Is there a vaccine yet?
No. Clinical trials are underway in the United States, China and Europe. But American officials and pharmaceutical executives have said that a vaccine remains at least 12 to 18 months away.
What makes this outbreak so different?
Unlike the flu, there is no known treatment or vaccine, and little is known about this particular virus so far. It seems to be more lethal than the flu, but the numbers are still uncertain. And it hits the elderly and those with underlying conditions — not just those with respiratory diseases — particularly hard.
What if somebody in my family gets sick?
If the family member doesn’t need hospitalization and can be cared for at home, you should help him or her with basic needs and monitor the symptoms, while also keeping as much distance as possible, according to guidelines issued by the C.D.C. If there’s space, the sick family member should stay in a separate room and use a separate bathroom. If masks are available, both the sick person and the caregiver should wear them when the caregiver enters the room. Make sure not to share any dishes or other household items and to regularly clean surfaces like counters, doorknobs, toilets and tables. Don’t forget to wash your hands frequently.

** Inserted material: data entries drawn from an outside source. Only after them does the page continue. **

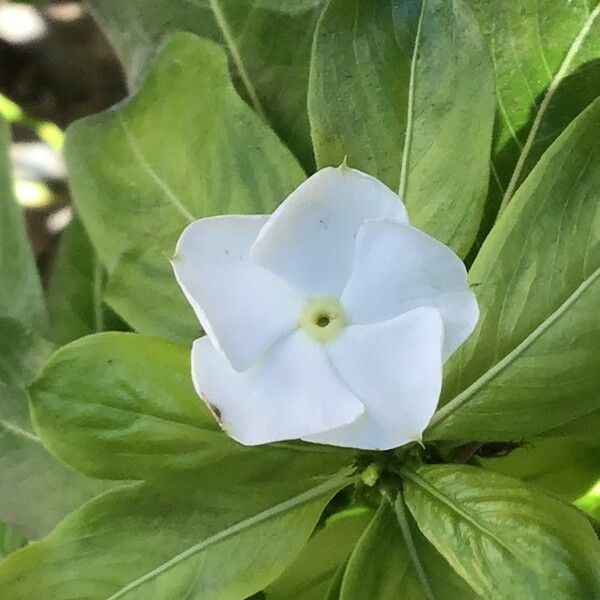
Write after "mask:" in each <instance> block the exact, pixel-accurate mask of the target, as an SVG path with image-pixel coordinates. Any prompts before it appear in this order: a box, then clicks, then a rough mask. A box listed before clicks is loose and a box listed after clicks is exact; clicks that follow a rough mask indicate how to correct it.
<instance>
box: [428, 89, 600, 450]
mask: <svg viewBox="0 0 600 600" xmlns="http://www.w3.org/2000/svg"><path fill="white" fill-rule="evenodd" d="M599 137H600V100H598V101H596V102H595V103H594V104H592V105H591V106H590V107H589V108H588V109H587V110H586V111H584V113H582V114H581V115H580V116H579V117H578V118H577V119H576V120H575V121H574V122H573V123H572V124H571V125H570V126H569V127H568V128H567V129H566V130H565V132H564V133H563V134H562V135H561V136H560V137H559V138H558V140H557V141H556V142H555V143H554V144H553V145H552V146H551V147H550V149H549V150H548V152H547V153H546V154H545V155H544V156H543V158H542V160H541V161H540V162H539V163H538V165H537V166H536V167H535V169H534V170H533V171H532V172H531V174H530V176H529V177H528V178H527V180H526V181H525V182H524V183H523V185H522V186H521V187H520V188H519V191H518V192H517V194H516V195H515V198H514V200H513V202H512V203H511V205H510V206H509V208H508V209H507V210H506V211H505V212H504V213H503V214H502V217H501V218H500V220H499V221H498V222H497V224H496V226H495V227H494V229H493V230H492V232H491V233H490V235H489V237H488V238H487V240H486V241H485V243H484V245H483V247H482V249H481V251H480V253H479V255H478V257H477V260H476V261H475V263H474V264H473V267H472V269H471V272H470V279H471V281H472V283H473V284H475V285H476V286H477V287H476V288H475V291H476V293H477V297H478V300H479V304H480V308H481V317H480V319H479V323H478V325H477V328H476V330H475V332H474V333H473V335H472V336H471V338H470V339H469V340H468V341H467V343H466V344H465V345H464V346H463V347H462V348H461V350H460V351H459V352H457V353H456V354H455V355H454V356H453V357H452V358H451V359H450V361H449V362H448V363H447V365H446V374H447V376H446V381H445V384H444V391H443V401H445V402H448V400H449V402H448V403H447V404H446V405H445V406H443V407H442V408H441V409H440V410H439V411H438V412H437V413H436V415H434V417H433V420H432V424H431V426H430V429H429V431H428V432H427V434H426V436H427V437H429V439H463V440H469V439H471V440H472V439H475V440H484V441H494V440H498V441H508V440H515V441H520V440H521V439H522V438H526V437H528V436H533V435H536V434H540V433H542V432H544V431H548V430H552V429H554V428H557V427H559V426H561V425H563V424H565V423H568V422H569V421H572V420H574V419H577V418H579V417H584V416H585V415H588V414H590V413H593V412H594V411H598V409H600V395H598V386H599V385H600V372H599V371H598V359H597V355H598V342H599V340H600V335H599V334H600V322H599V320H598V302H599V299H600V281H599V280H598V275H599V274H600V243H599V241H600V232H599V231H598V227H597V219H598V215H599V213H598V207H599V206H600V202H599V190H600V168H599V165H600V146H599V145H598V139H599ZM590 431H591V430H590Z"/></svg>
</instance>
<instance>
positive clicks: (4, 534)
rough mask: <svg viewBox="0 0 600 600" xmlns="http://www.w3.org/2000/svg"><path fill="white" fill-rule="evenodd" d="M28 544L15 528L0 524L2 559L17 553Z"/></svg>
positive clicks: (26, 541)
mask: <svg viewBox="0 0 600 600" xmlns="http://www.w3.org/2000/svg"><path fill="white" fill-rule="evenodd" d="M26 544H27V540H26V539H25V538H24V537H23V536H22V535H21V534H20V533H19V532H18V531H16V530H15V529H14V528H12V527H9V526H8V525H6V524H5V523H0V559H2V558H5V557H6V556H8V555H9V554H12V553H13V552H16V551H17V550H19V548H22V547H23V546H25V545H26Z"/></svg>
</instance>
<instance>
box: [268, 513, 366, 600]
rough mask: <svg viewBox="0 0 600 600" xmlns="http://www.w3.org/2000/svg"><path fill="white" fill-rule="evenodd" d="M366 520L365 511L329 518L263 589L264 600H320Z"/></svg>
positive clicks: (346, 513)
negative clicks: (264, 596) (292, 559)
mask: <svg viewBox="0 0 600 600" xmlns="http://www.w3.org/2000/svg"><path fill="white" fill-rule="evenodd" d="M370 517H371V511H370V510H368V509H366V508H362V509H349V510H347V511H345V513H341V514H338V515H334V516H333V517H330V519H328V521H326V523H325V525H324V526H323V528H322V529H319V530H318V531H317V532H316V533H315V534H314V535H313V536H312V537H311V539H310V540H309V542H308V543H307V544H306V546H304V548H303V549H302V552H300V554H299V555H298V556H297V558H296V560H294V562H293V563H292V564H291V565H290V566H289V567H288V568H287V569H286V570H285V571H284V572H283V573H282V574H281V577H279V578H278V579H277V580H276V581H274V582H273V583H272V584H271V585H270V586H269V587H268V588H267V589H266V590H265V595H266V597H267V600H295V599H297V600H323V597H324V596H325V595H326V593H327V590H328V589H329V587H330V585H331V584H332V582H333V580H334V579H335V575H336V573H337V571H338V569H339V568H340V566H343V565H345V563H346V561H347V560H348V557H349V556H350V553H351V552H352V549H353V548H354V545H355V544H356V542H357V540H358V538H359V537H360V534H361V533H362V532H363V530H364V528H365V526H366V525H367V523H368V522H369V518H370Z"/></svg>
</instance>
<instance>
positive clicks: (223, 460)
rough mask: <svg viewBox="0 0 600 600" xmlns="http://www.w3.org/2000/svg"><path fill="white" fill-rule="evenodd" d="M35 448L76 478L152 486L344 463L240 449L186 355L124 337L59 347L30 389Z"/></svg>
mask: <svg viewBox="0 0 600 600" xmlns="http://www.w3.org/2000/svg"><path fill="white" fill-rule="evenodd" d="M30 394H31V408H32V414H33V418H34V421H35V425H36V429H37V431H38V432H39V434H40V436H41V437H42V439H43V441H44V444H45V445H46V447H47V448H49V449H50V451H51V452H53V453H54V454H56V455H57V456H58V457H59V458H60V459H61V460H63V461H65V462H66V463H68V464H70V465H71V466H73V467H74V468H76V469H78V470H79V471H81V472H82V473H85V474H88V475H91V476H94V477H104V478H107V479H156V478H161V477H165V476H168V475H171V476H172V475H173V474H174V473H185V472H187V473H189V472H192V471H193V472H195V473H197V474H198V476H200V475H199V474H200V473H204V477H205V480H208V478H217V479H216V481H215V484H218V485H219V486H221V487H222V486H224V485H230V484H231V483H232V482H238V481H242V480H244V481H252V480H255V481H281V480H283V479H286V480H294V479H295V478H297V477H298V476H299V475H305V474H306V473H312V474H314V475H315V476H318V475H327V474H330V473H333V472H335V471H337V470H338V469H339V468H340V467H343V466H346V465H348V464H350V463H351V462H352V453H351V452H349V451H344V450H339V449H335V448H329V447H325V446H316V445H312V444H299V443H297V444H292V443H290V444H286V443H280V444H273V445H269V446H262V447H247V446H242V445H241V444H238V443H237V442H235V441H233V440H232V439H231V438H229V437H228V436H226V435H225V434H224V433H223V432H222V431H221V430H220V428H219V426H218V424H217V422H216V421H215V419H214V417H213V416H212V415H211V413H210V412H209V410H208V409H207V408H206V406H205V404H204V402H203V401H202V400H201V399H200V398H199V397H198V395H197V394H196V392H195V391H194V389H193V386H192V381H191V374H190V350H189V348H186V347H182V346H176V345H174V344H171V343H169V342H166V341H164V340H161V339H158V338H151V337H146V336H141V335H137V334H132V333H103V334H97V335H94V336H90V337H87V338H83V339H81V340H78V341H76V342H74V343H72V344H70V345H68V346H65V347H64V348H61V349H60V350H59V351H58V352H57V353H56V354H54V356H53V357H52V358H51V359H50V361H49V362H48V364H47V365H46V366H45V367H44V369H43V371H42V373H41V374H40V376H39V377H38V379H37V380H36V381H35V382H34V383H33V385H32V386H31V388H30Z"/></svg>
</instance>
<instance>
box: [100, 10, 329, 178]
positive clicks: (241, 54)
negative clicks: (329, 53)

Should I stock up on groceries?
Plan two weeks of meals if possible. But people should not hoard food or supplies. Despite the empty shelves, the supply chain remains strong. And remember to wipe the handle of the grocery cart with a disinfecting wipe and wash your hands as soon as you get home.
Can I go to the park?
Yes, but make sure you keep six feet of distance between you and people who don’t live in your home. Even if you just hang out in a park, rather than go for a jog or a walk, getting some fresh air, and hopefully sunshine, is a good idea.
Should I pull my money from the markets?
That’s not a good idea. Even if you’re retired, having a balanced portfolio of stocks and bonds so that your money keeps up with inflation, or even grows, makes sense. But retirees may want to think about having enough cash set aside for a year’s worth of living expenses and big payments needed over the next five years.
What should I do with my 401(k)?
Watching your balance go up and down can be scary. You may be wondering if you should decrease your contributions — don’t! If your employer matches any part of your contributions, make sure you’re at least saving as much as you can to get that “free money.”